Jérémie Lemieux rappelle aussi que charité bien ordonnée commence par soi-même. L’analyse complète de notre situation financière devrait idéalement être revue avant de dépanner financièrement des membres de notre famille, par exemple. «Ne vous engagez pas immédiatement à donner des montants d’importance à vos enfants avant de procéder à la réévaluation de vos propres finances, conseille-t-il. Pour mieux décider, il faut prendre du recul, consulter, puis aviser.»

Réviser son bilan financier personnel

Faire un bilan, c’est calculer notre avoir net en dressant la liste de nos possessions (les actifs) et de nos dettes (le passif) à un moment précis. Réaliser cet exercice est utile pour prendre des décisions financières importantes ou élaborer des stratégies de placement. «La vente d’une résidence est l’occasion rêvée de faire le ménage de nos dettes, surtout si on possède un profil d’investissement conservateur», explique Jérémie Lemieux.

Si, dans les dernières années, on a accumulé un solde à payer sur nos cartes de crédit ou sur une marge de crédit personnelle et si on détient un emprunt automobile, il peut s’avérer judicieux d’éliminer ce passif. «Un client qui souhaite détenir uniquement des placements très sécuritaires obtient une faible espérance de rendement sur ses investissements. Si ses dettes lui coûtent entre 8% et 20% d’intérêts par année, il ne se trompe pas en acquittant d’abord celles-ci», explique M. Lemieux.

Un manque de liquidités disponibles à court terme pourrait aussi ressortir dans l’analyse de notre bilan. Or, un fonds d’urgence est utile en cas d’imprévu. «Ces sommes peuvent représenter l’équivalent de trois mois du coût de vie et doivent être accessibles rapidement», dit le conseiller.

Comparer les différentes boîtes fiscales

Pour faire travailler nos deniers, différents régimes financiers peuvent être mis à contribution. Chacun d’eux a des avantages et des inconvénients. «Je les compare à des « boîtes fiscales », en quelque sorte. À l’intérieur de celles-ci, on ajoute des produits d’investissement: des certificats de placement garanti (CPG), des actions, des obligations ou des fonds communs de placement, à titre d’exemple. Mais il faut d’abord identifier les boîtes fiscales idéales à utiliser en fonction de sa situation personnelle», explique Jérémie Lemieux.

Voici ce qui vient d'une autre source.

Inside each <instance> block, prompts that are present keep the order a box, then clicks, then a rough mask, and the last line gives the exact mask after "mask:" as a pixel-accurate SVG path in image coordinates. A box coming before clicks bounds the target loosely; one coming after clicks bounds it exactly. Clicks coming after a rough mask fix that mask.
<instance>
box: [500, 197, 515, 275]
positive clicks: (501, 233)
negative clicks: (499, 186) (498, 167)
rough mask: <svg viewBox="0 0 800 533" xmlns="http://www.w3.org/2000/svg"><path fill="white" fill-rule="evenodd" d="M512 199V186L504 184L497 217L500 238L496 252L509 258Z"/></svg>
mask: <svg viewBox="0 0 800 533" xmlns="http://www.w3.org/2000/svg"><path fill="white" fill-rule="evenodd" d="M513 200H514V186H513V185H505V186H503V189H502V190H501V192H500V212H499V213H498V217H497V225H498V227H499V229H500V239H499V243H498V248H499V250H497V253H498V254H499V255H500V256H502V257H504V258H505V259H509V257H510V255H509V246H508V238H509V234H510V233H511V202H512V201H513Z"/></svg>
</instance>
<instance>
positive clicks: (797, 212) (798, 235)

Voici trois suggestions de régimes à prioriser.

1. Le CELI

En raison des nombreux avantages qu’il offre, Mylène Lapointe recommande de prioriser le compte d’épargne libre d’impôt (CELI). Une personne qui n’aurait jamais cotisé au régime depuis son lancement en 2009 a le droit d’y déposer une somme de 95 000$ en 2024. Un couple pourrait donc en profiter pour y diriger 190 000$, sous réserve de la limite individuelle mentionnée précédemment. «Le rendement obtenu demeure à l’abri de l’impôt et les retraits sont non imposables. Ce régime offre notamment de la flexibilité à la retraite, lorsque vient le moment d’effectuer des décaissements», explique-t-elle.

2. Le REER

Le régime enregistré d’épargne-retraite (REER) est aussi à considérer, au cas par cas. «C’est moins un automatisme que le CELI», soupèse Jérémie Lemieux. On peut d’ailleurs y cotiser jusqu’au 31 décembre de l’année où l’on atteint l’âge de 71 ans. «Par contre, il faut que l’économie d’impôt réalisée au moment de la cotisation soit supérieure à la somme d’impôt à payer au moment du retrait éventuel.» D’où l’importance d’obtenir une simulation de nos revenus de retraite avant de décider d’y cotiser ou non.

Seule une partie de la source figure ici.